Les autres personnes sorties de Pôle-emploi sont soit entrées en stage, ont été radiées ou ne se sont pas réinscrites bien que n'ayant pas trouvé de travail. Ce taux très élevé de "sortie administrative" par "défaut d'actualisation" est déjà survenu à l'été 2015, puis en ce mois de janvier. La direction de l’animation de la recherche, des études et des statistiques (DARES) s'en est émue, et a indiqué à ce propos la chose suivante :
"En janvier 2016, le nombre de sorties de catégories A, B et C pour cessation d’inscription pour défaut d’actualisation a enregistré un rebond inhabituellement fort, après la baisse observée en décembre, ce qui affecte à la baisse le nombre de demandeurs d’emploi en catégories A, B et C en janvier"
Le service statistique indépendant estime qu'un peu moins de la moitié des personnes en défaut d'actualisation le sont parce qu'elles ont trouvé un emploi, mais qu'en est-il des autres ? Oublis, problèmes de connexion, ces personnes se réinscrivent la plupart du temps dans les mois qui suivent leur sortie de pôle-emploi. Ce mois de mars 2016, elles seraient environ 2000 à avoir "oublié" leur actualisation. La "baisse" du taux d'inscrits en catégorie A, au long du trimestre, est donc en partie accentuée par ces défauts d'actualisation de janvier, cumulés à ceux de mars.
La "demande d'emploi non satisfaite" en question
Toute la problématique de calcul du chômage réside dans la définition de ce qu'est un demandeur d'emploi. Pour le gouvernement, il est avantageux de ne parler que de la catégorie A de pôle-emploi, catégorie bien plus facile à réduire puisqu'il suffit d'une heure travaillée, une formation, un congé maternité pour retirer les personnes de cette catégorie et communiquer ainsi sur la baisse du "taux de chômage". Les personnes en catégorie B et C ne sont pas comptabilisées dans les succès gouvernementaux, et pourtant ces personnes sont toujours des demandeurs d'emploi.
Le BIT (Bureau International du Travail) définit le demandeur d'emploi de la manière suivante : "
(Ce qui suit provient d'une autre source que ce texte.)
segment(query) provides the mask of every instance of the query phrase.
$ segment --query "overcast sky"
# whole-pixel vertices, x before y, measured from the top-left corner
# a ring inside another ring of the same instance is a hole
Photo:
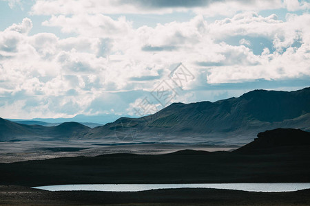
[[[0,0],[0,117],[139,115],[309,87],[309,10],[308,0]]]

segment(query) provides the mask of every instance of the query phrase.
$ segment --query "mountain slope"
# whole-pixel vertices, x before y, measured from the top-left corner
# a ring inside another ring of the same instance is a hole
[[[65,122],[58,126],[43,126],[14,123],[0,118],[0,141],[53,138],[65,140],[82,138],[90,128],[77,122]]]
[[[0,141],[37,136],[26,126],[0,118]]]
[[[310,133],[300,129],[278,128],[257,135],[254,141],[238,148],[235,152],[262,153],[276,151],[301,150],[310,147]]]
[[[85,137],[245,144],[261,130],[280,127],[310,129],[310,87],[291,92],[255,90],[215,102],[174,103],[154,115],[122,117],[94,128]]]

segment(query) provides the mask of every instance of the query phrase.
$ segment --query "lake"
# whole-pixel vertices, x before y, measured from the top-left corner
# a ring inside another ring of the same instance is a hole
[[[158,189],[211,188],[248,192],[292,192],[310,189],[310,183],[223,183],[223,184],[93,184],[61,185],[33,187],[48,191],[138,192]]]

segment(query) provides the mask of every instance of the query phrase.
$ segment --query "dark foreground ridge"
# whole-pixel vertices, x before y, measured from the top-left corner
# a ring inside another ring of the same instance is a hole
[[[292,152],[310,146],[310,133],[300,129],[278,128],[260,133],[257,137],[235,152],[247,154]]]
[[[169,189],[136,192],[48,192],[0,186],[1,205],[309,205],[310,190],[248,192],[213,189]]]
[[[235,152],[182,150],[158,155],[114,154],[1,163],[0,183],[41,186],[310,182],[309,133],[277,129],[258,136]]]

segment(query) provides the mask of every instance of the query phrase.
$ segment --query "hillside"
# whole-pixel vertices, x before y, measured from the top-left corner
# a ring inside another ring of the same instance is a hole
[[[38,135],[21,124],[0,118],[0,141],[37,137]]]
[[[259,133],[258,138],[235,150],[242,153],[264,153],[302,150],[310,146],[310,133],[300,129],[278,128]]]
[[[310,131],[310,87],[296,91],[255,90],[215,102],[174,103],[140,118],[121,117],[90,128],[76,122],[25,125],[1,119],[0,139],[18,137],[98,139],[105,143],[242,145],[277,128]]]
[[[122,117],[94,128],[85,137],[245,144],[258,133],[276,128],[310,130],[310,88],[291,92],[255,90],[215,102],[174,103],[154,115]]]

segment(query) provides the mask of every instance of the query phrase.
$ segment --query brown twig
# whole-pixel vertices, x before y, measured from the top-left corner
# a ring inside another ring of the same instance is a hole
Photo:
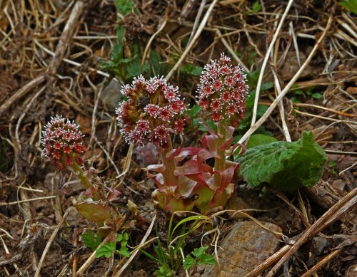
[[[301,277],[308,277],[313,275],[315,272],[316,272],[318,269],[323,267],[326,263],[329,262],[331,259],[333,259],[336,255],[339,254],[342,251],[343,248],[339,249],[336,249],[334,251],[332,251],[328,255],[327,255],[325,258],[323,258],[321,261],[317,263],[315,266],[311,268],[308,271],[305,272]]]
[[[357,203],[357,188],[354,189],[346,196],[342,198],[323,215],[318,219],[311,226],[306,230],[300,239],[288,250],[280,261],[273,267],[266,275],[266,277],[273,277],[276,271],[305,242],[315,236],[321,230],[325,229],[332,221],[336,220],[339,216],[346,213],[350,208]]]
[[[42,253],[42,256],[41,256],[40,261],[39,262],[39,265],[37,266],[37,269],[36,270],[36,273],[34,275],[34,277],[39,277],[40,276],[40,271],[41,268],[42,268],[42,264],[44,263],[44,258],[46,257],[46,254],[49,250],[49,248],[51,247],[51,245],[52,244],[52,242],[54,240],[54,238],[56,237],[56,235],[57,234],[59,229],[64,224],[64,221],[66,220],[66,218],[67,217],[69,214],[69,211],[66,211],[66,213],[64,214],[62,219],[61,219],[61,221],[59,221],[59,224],[54,229],[54,232],[51,235],[51,237],[49,239],[49,241],[47,242],[47,244],[46,245],[46,247],[44,250],[44,252]]]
Être sans emploi, ne pas avoir travaillé une seule heure dans le mois, être disponible pour prendre un emploi dans les 15 jours ; avoir recherché activement un emploi dans le mois précédent ou en avoir trouvé un qui commence dans moins de 3 mois". Ce système international basé sur des sondages mensuels n'est pas appliqué en France, au profit du calcul des inscrits en catégorie A et de sondages - trimestriels - de l'INSEE (Institut national de la statistique et des études économiques).
La question posée en France est celle de la "demande d'emploi non satisfaite", et si pôle-emploi comptabilise 3,5 millions de personnes en catégorie A, le BIT, lui, compte 4,3 millions de "chômeurs" dans le pays, selon sa définition.
La bataille de communication politique à l'oeuvre aujourd'hui sur la baisse significative ou non du chômage n'a pas lieu d'être :
la Dares, dans une note d'aide à l'interprétation, indique qu'il est souvent impossible de se fier aux résultats d'un mois seul : "(...)
lorsqu’une évolution mensuelle est de signe différent de celles des mois précédents, il est toujours très difficile de l’interpréter comme un changement de tendance au moment où ce chiffre est disponible."
En février, le nombre de demandeurs de la catégorie A a augmenté de 1,1%, ce qui est donc un "signe différent" du mois suivant (-1,7%) et qui ne permet pas d'établir un changement de tendance en mars, selon la Dares. Il semble donc nécessaire d'attendre de nouveaux résultats - constitués d'importantes reprises d'emploi, sur au moins un trimestre - pour parler d'une baisse effective du chômage en France.